Seitdem Koko in der Außenstation ESS-1 geweilt hatte, duzte er jedermann. Mich nannte er »Sir« und »du« – ebenfalls eine logische Entgleisung, die ich auf seine Fehlschaltung zurückführte. Erstaunlicherweise konnten sich meine siganesischen Brüder nicht dazu überwinden, den Robot zu überprüfen. Anscheinend fand man seine »Ausrutscher«, wie beispielsweise Chefphysiker Tranto Telra sagte, sehr erheiternd. Ich war der Leidtragende. Siganesen fluchen und schimpfen nämlich nicht, wissen Sie! Das liegt nicht in der Mentalität meines Volkes, das aus unerklärlichen Ursachen von Generation zu Generation kleiner wird.
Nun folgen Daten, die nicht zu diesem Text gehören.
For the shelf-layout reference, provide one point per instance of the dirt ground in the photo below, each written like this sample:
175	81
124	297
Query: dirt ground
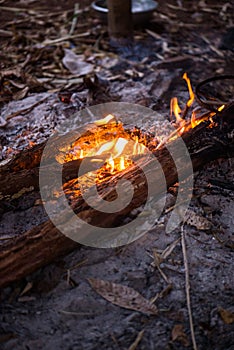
56	307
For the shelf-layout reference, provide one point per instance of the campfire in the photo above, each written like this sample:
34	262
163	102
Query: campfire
116	143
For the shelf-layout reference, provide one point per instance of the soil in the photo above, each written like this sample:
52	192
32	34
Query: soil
56	307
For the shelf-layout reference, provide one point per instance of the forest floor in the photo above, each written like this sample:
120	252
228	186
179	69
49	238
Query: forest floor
56	307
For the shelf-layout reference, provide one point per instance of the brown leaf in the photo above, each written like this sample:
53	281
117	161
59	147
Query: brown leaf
226	315
178	334
123	296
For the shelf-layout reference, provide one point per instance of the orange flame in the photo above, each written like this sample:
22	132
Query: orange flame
191	93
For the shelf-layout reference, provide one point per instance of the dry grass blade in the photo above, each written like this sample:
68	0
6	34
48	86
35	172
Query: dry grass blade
187	286
123	296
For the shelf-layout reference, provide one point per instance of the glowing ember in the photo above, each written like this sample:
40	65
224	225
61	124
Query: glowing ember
110	118
191	93
109	141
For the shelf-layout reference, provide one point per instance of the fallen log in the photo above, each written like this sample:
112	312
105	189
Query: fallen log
42	244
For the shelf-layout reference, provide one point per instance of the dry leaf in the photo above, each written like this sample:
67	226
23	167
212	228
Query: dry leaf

»Hörst du das, Sir? Die liegen sich in den Haaren. Wenn alles klappt, muss in zehn Minuten das Schiff abstürzen. Sir – das wird aber spritzen!«

Ich warf Koko einen verweisenden Blick zu. Das »In-den-Haaren-Liegen« gehörte auch nicht zu der siganesischen Begriffsprogrammation. Ich hatte mir schon vor Wochen erklären lassen, dass Kokos Speicherkapazität noch zur Aufnahme von achtunddreißig Millionen Sammelbegriffen ausreichte. Wenn er das ausgenutzt hatte, dann bekam ich sicherlich noch viel zu hören.

»Kümmere dich um deine Aufgabe«, sagte ich mit erhobener Stimme. »Das Boot krängt um fast ein Grad nach Steuerbord.«

»Verzeihung, Sir. Irrtum, Sir. Du stehst schief. Der atmosphärische Überdruck innerhalb der Zelle übt einen Stau auf deinen Gleichgewichtssinn aus. Der Überdruck muss aber sein, da wir ständig in einer Wassertiefe von dreißig Metern leben. Da ein sehr schneller Druckausgleich nach längerem Aufenthalt nicht angemessen ist, kommt es also innerhalb deiner organischen und daher empfindlichen Ohren zu einer ...!«

»Aufhören!«, unterbrach ich ihn.

Kokos halbtransparente Gehirnumhüllung begann zu leuchten, ein Zeichen für eine angestrengte »Geistestätigkeit«.